The board is led by the national chair, a volunteer elected by the National Council.  Board members include regular elected members, regional presidents, and up to five appointed youth members. The Chief Scout Executive is the board secretary and non-voting member.  The National Executive Board has a number of standing committees that correspond to the professional staff organization of the National Council.

Establishment in statute 
The statute authorizing the federal charter (36 USC 309)  to the BSA provides that "An executive board composed of citizens of the United States is the governing body of the corporation. The number, qualifications, and term of office of members of the board are as provided in the bylaws.

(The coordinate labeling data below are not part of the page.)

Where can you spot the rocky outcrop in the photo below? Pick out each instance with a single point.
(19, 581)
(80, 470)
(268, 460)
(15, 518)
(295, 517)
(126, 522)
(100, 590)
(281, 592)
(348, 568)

A vacancy on the board shall be filled by a majority vote of the remaining members of the board." The Executive Board is also required to hold annual meetings and to submit annual reports to the US Congress.

Membership 
Bylaws provide that membership will include:
 Up to 64 regular members, elected annually at annual National Council meetings.
 Regional presidents;  currently there are four BSA regions: —Western, Central, Southern and Northeast.
 5 ex officio voting members: The chairman of the Advisory Council, the President of the National Eagle Scout Association, the Chairman of the Order of the Arrow Committee, a designated representative of the Board of the National Boy Scouts of America Foundation, and the Chairman of Learning for Life, the immediate past chair
 Up to 5 youth members, appointed by the National Chair

Current and former members  
Current notable members of the National Executive Board include former Ernst & Young CEO James Turley, AT&T CEO Randall Stephenson, and former Secretary of State Rex W. Tillerson.

Former members of the NEB include former presidential nominee Mitt Romney and late LDS Church President Thomas S. Monson.

Executive committee 
Per the by-laws, the executive committee is:
 the Chair, currently Jim Turley
 the immediate past chair, currently Randall Stephenson
 the executive vice-president and the vice-presidents.
 the regional presidents,  Brian Williams (Central), Wesley J. Smith (Western), Eric Schultz  (North-East), Thomas R. Yarboro (Southern)
 the  International Commissioner,  Jim Turley
 the National Commissioner, Scott Sorrels
 the treasurer,  Joseph P. Landy
 the assistant treasurers, R. Thomas Buffenbarger
 the chairman of the Advisory Council, R. Michael Daniel
 the Chief Scout Executive, Roger Mosby

Annual meetings 
The board is required to hold annual meetings. The annual meeting is held at a different location every May. These meetings include the election of the new National Executive Board, and when applicable installation of new National Chair, National Commissioner, and Chief Scout Executive.

During this meeting, the National Council presents all National and Regional level awards, including the Silver Buffalo, and Silver Antelope.